Plaintiff disagrees with the conclusions and treatment options offered by the physician; however, his disagreement with the health care professionals' diagnosis or treatment choices falls far short of establishing deliberate indifference since mere disagreement with medical diagnosis or treatment does not state a claim under the Eighth Amendment. See Norton v. Dimazana, 122 F.3d 286, 292 (5th Cir.1997), citing Young v. Gray, 560 F.2d 201, 201 (5th Cir.1977); Spears v. McCotter, 766 F.2d 179, 181 (5th Cir.1985).

In any event, in order to allege a violation of the Eighth Amendment plaintiff must not only demonstrate deliberate indifference on the part of the defendants, but he must also demonstrate that the deliberate indifference resulted in substantial harm. Easter v. Powell, 467 F.3d 459, 463 (5th Cir. 2006). Plaintiff has alleged in his complaint that as a result of being denied his prescription he began to experience auditory and visual hallucinations and headaches. However, he made no such complaints in any of the several grievances he submitted to prison administrators at RBDC. [See Doc. 1, p. 11, Grievance dated 2-30-14 (sic); id., p. 12, Grievance dated 3-30-14; id., p. 16, Grievance dated 4/29/14 (plaintiff merely described " mental suffering); id., pp. 17-18, Grievance dated 6/25/2014] In other words, it does not appear that the unnamed physician's decision to substitute one medication for another resulted in substantial harm to the plaintiff.

Conclusion and Recommendation

Therefore, IT IS RECOMMENDED THAT plaintiff's civil rights complaint be DISMISSED WITH PREJUDICE as frivolous and for failing to state a claim for which relief may be granted.

Under the provisions of 28 U.S.C. Section 636(b)(1)(C) and Rule 72(b), parties aggrieved by this recommendation have fourteen (14) days from service of this report and recommendation to file specific, written objections with the Clerk of Court.

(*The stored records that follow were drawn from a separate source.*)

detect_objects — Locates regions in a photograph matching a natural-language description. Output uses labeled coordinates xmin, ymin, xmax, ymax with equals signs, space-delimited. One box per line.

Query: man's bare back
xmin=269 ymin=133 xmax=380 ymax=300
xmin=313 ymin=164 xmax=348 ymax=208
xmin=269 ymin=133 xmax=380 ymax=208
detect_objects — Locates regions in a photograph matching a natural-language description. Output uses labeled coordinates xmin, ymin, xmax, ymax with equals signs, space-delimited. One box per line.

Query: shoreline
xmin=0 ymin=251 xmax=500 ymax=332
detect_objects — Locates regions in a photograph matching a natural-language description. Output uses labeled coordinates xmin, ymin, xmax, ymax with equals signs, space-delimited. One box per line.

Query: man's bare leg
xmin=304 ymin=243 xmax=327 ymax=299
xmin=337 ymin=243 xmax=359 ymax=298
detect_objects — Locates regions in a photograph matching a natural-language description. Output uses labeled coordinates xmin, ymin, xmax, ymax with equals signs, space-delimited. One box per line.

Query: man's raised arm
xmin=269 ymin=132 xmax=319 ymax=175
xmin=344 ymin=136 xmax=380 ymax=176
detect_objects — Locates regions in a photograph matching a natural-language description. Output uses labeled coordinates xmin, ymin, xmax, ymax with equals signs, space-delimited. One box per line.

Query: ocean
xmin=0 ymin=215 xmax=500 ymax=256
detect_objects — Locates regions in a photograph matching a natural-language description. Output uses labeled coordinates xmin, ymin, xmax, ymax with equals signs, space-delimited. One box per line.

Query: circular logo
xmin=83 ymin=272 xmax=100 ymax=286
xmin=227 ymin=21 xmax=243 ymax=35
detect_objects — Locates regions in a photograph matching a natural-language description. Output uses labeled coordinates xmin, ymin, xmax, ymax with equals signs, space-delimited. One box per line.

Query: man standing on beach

A party may respond to another party's objections within fourteen (14) days after being served with a copy of any objections or response to the district judge at the time of filing.

Failure to file written objections to the proposed factual findings and/or the proposed legal conclusions reflected in this Report and Recommendation within fourteen (14) days following the date of its service, or within the time frame authorized by Fed.R.Civ.P. 6(b), shall bar an aggrieved party from attacking either the factual findings or the legal conclusions accepted by the District Court, except upon grounds of plain error. See, Douglass v. United Services Automobile Association, 79 F.3d 1415 (5th Cir. 1996).